A new report stated that population growth, urbanisation and the fervent desire to own property have contributed to the resilience and unwavering residential market.
It posited that notwithstanding the downturn in the general economy, the growth has been in the major cities in the country, namely Lagos, Abuja, and Port Harcourt respectively.
The report envisaged that property prices would experience significant increases ranging from inflation and construction cost hikes.
The Ubosi Eleh Real report projected that due to the economic downturn, finding tenants for vacant spaces in massive malls would be challenging, whilst, in contrast, investors in modest shopping plazas and supermarkets smaller than 1,000 square metres should anticipate substantial rewards.
On office real estate, the report noted that the adoption of remote working models and downsising resulted in increased office vacancy rates. The decline in tenant demand resulted in little growth in renters or a slight decline in certain sectors.
The report is hopeful that despite a myriad of challenges facing the retail sector,, notably unreliable electricity supply, the devaluation of the naira and insecurity amongst others, it will prosper in 2024 because as retail outlets align with Nigerian consumers’ preferences, there would be increased purchasing as economic prosperity surges.
It noted, however, that while retail outlets would maintain patronage, the diminished purchasing power of the consumers will result in a decrease in the average basket size of shoppers.
Nevertheless, the report was optimistic in its outlook projections for the current year 2024. It opined that with political stability, warehousing and logistics would make significant contributions to the economy in 2024.

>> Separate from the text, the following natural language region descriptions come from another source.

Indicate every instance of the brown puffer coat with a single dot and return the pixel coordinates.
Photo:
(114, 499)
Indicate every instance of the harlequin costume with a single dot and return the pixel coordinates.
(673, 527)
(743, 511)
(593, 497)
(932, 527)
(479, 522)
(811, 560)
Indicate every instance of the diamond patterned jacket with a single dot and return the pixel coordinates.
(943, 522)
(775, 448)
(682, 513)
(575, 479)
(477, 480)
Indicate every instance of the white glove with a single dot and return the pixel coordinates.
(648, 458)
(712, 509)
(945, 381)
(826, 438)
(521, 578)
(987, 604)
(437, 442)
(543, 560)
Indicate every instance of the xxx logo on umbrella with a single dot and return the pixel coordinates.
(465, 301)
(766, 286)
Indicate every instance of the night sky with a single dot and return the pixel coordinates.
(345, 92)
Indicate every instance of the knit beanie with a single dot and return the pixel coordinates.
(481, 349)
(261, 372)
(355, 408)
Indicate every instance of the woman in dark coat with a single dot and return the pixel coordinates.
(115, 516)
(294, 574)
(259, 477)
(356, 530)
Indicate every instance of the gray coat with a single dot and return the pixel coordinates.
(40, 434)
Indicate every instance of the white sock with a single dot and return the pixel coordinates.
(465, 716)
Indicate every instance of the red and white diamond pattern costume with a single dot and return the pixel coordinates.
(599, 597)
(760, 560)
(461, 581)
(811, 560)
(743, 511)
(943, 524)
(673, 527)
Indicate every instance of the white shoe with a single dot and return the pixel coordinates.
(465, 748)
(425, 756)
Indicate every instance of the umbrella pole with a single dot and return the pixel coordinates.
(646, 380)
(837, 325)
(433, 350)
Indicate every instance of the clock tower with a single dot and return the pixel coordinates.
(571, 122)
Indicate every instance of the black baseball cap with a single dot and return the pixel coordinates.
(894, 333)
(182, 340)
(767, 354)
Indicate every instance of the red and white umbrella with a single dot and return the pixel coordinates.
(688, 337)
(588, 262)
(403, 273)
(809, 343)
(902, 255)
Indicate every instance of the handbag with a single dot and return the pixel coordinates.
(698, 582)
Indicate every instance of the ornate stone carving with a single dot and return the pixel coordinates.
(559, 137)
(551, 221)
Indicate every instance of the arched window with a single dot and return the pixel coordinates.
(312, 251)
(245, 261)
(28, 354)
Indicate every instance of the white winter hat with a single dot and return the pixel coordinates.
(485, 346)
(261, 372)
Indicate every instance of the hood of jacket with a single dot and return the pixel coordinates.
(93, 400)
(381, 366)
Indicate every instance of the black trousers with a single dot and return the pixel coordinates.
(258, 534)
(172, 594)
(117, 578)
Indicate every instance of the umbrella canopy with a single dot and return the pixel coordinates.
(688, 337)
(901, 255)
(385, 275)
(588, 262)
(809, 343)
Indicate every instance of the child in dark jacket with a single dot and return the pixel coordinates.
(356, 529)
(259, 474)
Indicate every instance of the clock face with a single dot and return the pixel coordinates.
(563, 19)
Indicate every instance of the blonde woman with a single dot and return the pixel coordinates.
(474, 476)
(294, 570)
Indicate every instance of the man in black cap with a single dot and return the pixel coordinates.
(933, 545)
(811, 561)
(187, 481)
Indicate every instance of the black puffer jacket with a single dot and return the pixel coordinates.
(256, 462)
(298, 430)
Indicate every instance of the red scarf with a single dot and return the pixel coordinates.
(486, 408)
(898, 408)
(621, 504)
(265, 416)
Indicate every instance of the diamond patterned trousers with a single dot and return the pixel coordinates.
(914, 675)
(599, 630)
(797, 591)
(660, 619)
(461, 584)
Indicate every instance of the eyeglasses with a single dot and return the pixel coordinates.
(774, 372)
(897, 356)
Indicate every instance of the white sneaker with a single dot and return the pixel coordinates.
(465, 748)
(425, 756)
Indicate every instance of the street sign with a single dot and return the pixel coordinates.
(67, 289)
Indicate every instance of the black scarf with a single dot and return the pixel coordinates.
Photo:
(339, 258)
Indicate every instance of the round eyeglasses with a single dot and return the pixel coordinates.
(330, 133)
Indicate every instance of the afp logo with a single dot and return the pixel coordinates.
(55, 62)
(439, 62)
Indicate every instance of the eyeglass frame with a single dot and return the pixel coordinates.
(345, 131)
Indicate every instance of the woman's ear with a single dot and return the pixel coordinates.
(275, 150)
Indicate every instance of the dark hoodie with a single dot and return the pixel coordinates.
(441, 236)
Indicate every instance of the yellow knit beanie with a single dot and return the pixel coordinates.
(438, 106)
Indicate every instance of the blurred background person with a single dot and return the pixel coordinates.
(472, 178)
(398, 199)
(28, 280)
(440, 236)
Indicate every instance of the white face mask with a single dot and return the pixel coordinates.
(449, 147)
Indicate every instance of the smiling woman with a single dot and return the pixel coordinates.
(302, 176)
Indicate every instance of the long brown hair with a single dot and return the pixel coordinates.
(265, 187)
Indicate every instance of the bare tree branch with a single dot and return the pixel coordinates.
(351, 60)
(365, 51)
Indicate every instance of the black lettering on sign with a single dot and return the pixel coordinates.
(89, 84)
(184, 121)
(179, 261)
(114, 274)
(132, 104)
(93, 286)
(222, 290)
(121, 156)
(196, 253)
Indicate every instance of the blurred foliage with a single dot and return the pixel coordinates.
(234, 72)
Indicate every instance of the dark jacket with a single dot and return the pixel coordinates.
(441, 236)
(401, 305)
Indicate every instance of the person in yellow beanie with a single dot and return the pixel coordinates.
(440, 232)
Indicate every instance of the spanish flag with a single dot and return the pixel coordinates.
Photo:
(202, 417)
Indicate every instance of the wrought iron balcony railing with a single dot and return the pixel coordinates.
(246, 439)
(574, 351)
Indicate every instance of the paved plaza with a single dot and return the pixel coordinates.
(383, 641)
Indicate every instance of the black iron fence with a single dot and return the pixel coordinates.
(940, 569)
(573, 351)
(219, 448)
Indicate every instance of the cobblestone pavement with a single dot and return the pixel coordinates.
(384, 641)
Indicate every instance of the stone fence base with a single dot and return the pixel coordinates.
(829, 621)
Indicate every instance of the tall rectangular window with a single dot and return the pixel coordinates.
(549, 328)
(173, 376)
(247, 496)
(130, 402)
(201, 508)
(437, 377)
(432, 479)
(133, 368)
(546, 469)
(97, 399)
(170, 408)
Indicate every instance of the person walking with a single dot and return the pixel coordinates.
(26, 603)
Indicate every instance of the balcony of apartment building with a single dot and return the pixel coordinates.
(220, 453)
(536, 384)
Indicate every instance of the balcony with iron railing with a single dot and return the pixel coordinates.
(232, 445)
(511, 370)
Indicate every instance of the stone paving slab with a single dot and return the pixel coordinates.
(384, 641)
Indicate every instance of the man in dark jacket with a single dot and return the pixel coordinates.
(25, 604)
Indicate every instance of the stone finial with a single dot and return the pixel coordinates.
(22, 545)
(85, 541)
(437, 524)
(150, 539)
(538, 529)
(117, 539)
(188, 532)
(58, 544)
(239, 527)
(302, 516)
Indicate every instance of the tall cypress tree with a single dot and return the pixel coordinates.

It noted that although the hospitality sector in the Northern region of the country was undermined by a web of security issues and challenges, there would be a better performance in 2024 in the Southern half of the country, particularly in Lagos where hospitality real estate experienced a surge in the previous year by the entry of new players to the market.
It described the previous year as one that was not only uncertain for economic activities but also one that required a conservative approach to investments.
In its analysis of the 2024 budget of N28.7 trillion, infrastructure and housing had a portion of N1.32 trillion for projects across the country, representing 5 per cent of the budget allocation. The report considered this allocation grossly inadequate, more so, in the light of the depreciated naira value.